Camille and Gangplank have been picked or banned in nine of twelve Team Liquid matches, moderately higher than the LCS’ 62 and 53 percent presence respectively. Gangplank, in particular, has been picked or banned in phase two of every match Team Liquid plays red side. CoreJJ’s Thresh pops up frequently in Team Liquid drafts, picked or banned in ten of 12 games. League-wide, Thresh holds a 52 percent presence. These three champions warp drafts in Team Liquid’s matches.
Team Liquid’s Future Drafts
The TSM drafts do show a pattern, as one of the only rematches of Spring split so far. The first time around, TSM first-picked Azir. This seemed to throw TL for a loop, because they responded with Graves-Jhin, blind-picking two low presence champions while giving TSM Lillia-Kai’Sa to pick into them. TL rounded out phase one with Zoe as the answer to Azir, and both teams saved top-support for the last picks.
In their second match, Seraphine made it through the first ban phase (perhaps intentionally by TSM?), so Team Liquid first picked her. TSM took Kai’Sa-Hecarim and TL responded with Olaf-Tristana. TSM finished phase one with Syndra.

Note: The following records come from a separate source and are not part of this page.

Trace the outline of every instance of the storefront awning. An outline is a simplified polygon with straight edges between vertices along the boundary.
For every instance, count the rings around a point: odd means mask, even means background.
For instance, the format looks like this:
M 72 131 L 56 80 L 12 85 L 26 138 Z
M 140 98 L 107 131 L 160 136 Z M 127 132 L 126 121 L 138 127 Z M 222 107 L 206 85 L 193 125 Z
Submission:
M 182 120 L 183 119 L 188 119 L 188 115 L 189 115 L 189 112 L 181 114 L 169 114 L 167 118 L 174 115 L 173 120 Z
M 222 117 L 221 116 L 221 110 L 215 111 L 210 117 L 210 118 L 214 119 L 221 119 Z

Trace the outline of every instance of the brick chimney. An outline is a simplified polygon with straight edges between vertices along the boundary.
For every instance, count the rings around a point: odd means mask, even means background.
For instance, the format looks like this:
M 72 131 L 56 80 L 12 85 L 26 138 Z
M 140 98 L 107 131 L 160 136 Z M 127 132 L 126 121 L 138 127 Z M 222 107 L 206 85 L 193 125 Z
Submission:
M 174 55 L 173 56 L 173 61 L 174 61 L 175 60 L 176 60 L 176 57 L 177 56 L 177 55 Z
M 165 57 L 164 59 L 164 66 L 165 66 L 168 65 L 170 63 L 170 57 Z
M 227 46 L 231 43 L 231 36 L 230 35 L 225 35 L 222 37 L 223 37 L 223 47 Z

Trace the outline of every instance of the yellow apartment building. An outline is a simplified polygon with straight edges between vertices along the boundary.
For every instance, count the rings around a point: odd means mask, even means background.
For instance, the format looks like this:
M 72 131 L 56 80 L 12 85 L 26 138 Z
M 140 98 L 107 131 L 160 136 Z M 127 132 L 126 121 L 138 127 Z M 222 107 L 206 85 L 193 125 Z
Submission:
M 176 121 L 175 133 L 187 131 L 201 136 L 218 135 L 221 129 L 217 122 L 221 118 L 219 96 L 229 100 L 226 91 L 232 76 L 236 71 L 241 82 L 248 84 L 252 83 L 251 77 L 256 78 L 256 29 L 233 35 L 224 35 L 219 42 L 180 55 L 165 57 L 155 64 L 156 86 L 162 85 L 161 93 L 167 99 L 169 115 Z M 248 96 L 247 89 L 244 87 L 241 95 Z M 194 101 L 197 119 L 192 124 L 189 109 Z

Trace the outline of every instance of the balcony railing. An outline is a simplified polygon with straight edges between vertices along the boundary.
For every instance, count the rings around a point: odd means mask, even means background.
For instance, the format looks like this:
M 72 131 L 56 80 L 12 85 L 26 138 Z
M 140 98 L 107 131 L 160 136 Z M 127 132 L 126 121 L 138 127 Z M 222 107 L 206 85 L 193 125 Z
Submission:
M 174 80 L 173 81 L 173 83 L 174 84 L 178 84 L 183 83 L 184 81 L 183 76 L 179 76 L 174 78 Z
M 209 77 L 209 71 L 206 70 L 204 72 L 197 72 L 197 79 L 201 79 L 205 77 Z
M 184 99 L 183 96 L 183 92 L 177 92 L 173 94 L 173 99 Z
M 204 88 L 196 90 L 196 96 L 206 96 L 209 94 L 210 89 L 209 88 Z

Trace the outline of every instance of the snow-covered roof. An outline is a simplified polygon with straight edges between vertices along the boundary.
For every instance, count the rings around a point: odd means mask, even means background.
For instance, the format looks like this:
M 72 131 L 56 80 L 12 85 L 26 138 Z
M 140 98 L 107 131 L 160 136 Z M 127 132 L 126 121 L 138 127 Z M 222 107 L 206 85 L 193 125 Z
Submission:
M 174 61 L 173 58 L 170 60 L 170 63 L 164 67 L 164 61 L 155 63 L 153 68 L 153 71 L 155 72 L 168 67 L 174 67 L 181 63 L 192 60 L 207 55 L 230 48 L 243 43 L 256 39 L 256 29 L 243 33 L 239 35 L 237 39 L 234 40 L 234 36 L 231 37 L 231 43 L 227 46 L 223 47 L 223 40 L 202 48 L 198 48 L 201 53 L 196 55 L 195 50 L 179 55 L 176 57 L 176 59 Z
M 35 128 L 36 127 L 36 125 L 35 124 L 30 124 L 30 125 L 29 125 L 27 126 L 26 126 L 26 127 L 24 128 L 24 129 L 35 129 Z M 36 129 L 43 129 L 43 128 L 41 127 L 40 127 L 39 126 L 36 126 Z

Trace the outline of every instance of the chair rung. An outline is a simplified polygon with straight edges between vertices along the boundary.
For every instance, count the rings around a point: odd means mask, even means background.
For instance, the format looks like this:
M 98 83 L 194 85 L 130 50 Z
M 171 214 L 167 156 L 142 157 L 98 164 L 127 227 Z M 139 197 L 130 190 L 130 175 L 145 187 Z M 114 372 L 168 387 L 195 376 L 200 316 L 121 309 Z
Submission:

While Seraphine and Tristana are technically flex picks, knowing how the teams draft and how Team Liquid plays, Seraphine would most likely go mid and Tristana bot. Both teams targeted top-support for last picks.
TSM won both games, the first more from draft difference, but other teams can take advantage these tendencies. While Team Liquid’s players should be more than capable of winning with a wide range of drafts, any competitive edge in the draft is an advantage. Targeting junglers and mids in the first ban phase then first-picking a mid laner while on blue side forces Team Liquid to take bot-jungle.
They already see the mid laner, so Liquid can safely counter it with their last first phase pick. If they take top, bot or support, then they risk losing a powerful jungle or mid from phase two bans. Not to mention, TL prefers to save top for last pick. Future opponents can engineer drafts decently around these tendencies. For Team Liquid, they should have more confidence to blind pick Alphari’s champions, like Gangplank, in the first phase. If TSM and Cloud9 can do it, then TL can too. Jensen also needs to have just one strong showing on a champion other than Azir, Orianna or Syndra, so TL has more options in the draft.